Thursday, May 22, 2008

How Some Things Never Change


In business situations it's called "empire building" when someone owns a process, and holds it with such a tight grip that they won't let anyone else be a part of that process; they hunger for as much power as they can muster up, in their limited role. They have a similar situation in the world of elementary school...however, there it's called being the "mean-old-bus-lady".

I went on a field trip with my son yesterday to...it doesn't matter to the story where we went, I guess. But riding that school bus for that half hour each way really brought me back to being a 9-year-old again. When the kids around me were goofing around, I was getting nervous for them--I mean really scared. I kept telling them to chill, to cool out, to mellow. If they didn't settle, I just knew the mean-old-bus-lady was going to catch them and eat them with some fava and a nice chianti.

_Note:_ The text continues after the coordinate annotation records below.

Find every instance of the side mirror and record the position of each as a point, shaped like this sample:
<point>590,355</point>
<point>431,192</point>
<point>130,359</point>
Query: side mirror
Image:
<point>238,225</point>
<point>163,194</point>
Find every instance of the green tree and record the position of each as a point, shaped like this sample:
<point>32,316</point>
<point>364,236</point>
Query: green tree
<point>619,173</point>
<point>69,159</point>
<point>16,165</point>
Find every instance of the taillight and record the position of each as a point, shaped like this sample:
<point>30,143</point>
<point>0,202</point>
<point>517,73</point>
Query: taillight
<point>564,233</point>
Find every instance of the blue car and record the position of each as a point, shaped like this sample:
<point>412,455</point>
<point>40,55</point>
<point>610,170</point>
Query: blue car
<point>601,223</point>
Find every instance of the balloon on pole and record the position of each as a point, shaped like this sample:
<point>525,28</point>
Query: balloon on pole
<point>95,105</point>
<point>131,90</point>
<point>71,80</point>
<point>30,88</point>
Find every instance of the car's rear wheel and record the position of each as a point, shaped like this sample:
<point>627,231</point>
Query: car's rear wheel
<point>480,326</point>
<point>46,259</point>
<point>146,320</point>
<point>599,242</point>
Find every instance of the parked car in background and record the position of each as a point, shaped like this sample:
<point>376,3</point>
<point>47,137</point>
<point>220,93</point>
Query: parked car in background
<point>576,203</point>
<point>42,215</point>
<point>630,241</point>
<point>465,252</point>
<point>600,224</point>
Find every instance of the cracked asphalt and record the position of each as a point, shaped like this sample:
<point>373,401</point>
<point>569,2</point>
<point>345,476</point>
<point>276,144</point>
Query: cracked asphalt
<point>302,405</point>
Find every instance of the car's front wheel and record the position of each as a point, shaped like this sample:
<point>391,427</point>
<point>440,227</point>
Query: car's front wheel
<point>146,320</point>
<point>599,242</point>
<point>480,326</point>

What's weird to me: is the mean-old-bus-lady uniform. They don't wear traditional uniforms like the cops, military, or convicts. No, they wear the same uniform of the 50-year-old barfllys: the thick, matted mane of hair parted in the center, the gap in the teeth that's not a center gap but instead a gap off to the side by the "eye tooth"... But, the krux of the uniform, the essential element, is the snarled upper lip as you see them staring in your direction up through that crazy-wide mirror above the windshield. I know you remember getting stares through that mirror, you know the one, right next to the little mini fan hanging from the roof of the cab. I was watching her, and I know she was watching me; shit, I don't know how she drove at all without crashing -- as much time she spent staring into that mirror. She eyeballed up in that mirror as much if not more than she did watching the road. "GIRLS! THERE'S NO EATING OR DRINKING ON THE BUS!"..."BOYS, PUT YOUR REARS IN THE SEATS!"... It was all the same old shouts that I heard on the bus twenty something years ago. The green vinyl seats were still just as uncomfortable for an extremely-medium build guy like myself. The girls were still doing that hand-jive or whatever you call it -- "Miss Mary Mack Mack Mack...." and the boys were telling fish stories about their exploits in the video game world or or maybe with the class bullies. Though the lexicon may have changed slightly, otherwise it was exactly the same.

The experience made me take a new look at a lot of things around me, about how I think things have changed so much because of cell phones and HDTVs and computers...but when I look closely it's still all the same. People don't really change, what changes is just how they do the things they do. Bus drivers are still really mean, I think they'll always be pseudo-witches. Young teachers are still smokin' hot, I think they'll always give me a proper boner. And the school-yard bullies are still bullies, I think they'll always be buttheads, except I guess, now they use a keyboard and a cellphone to do their bullying.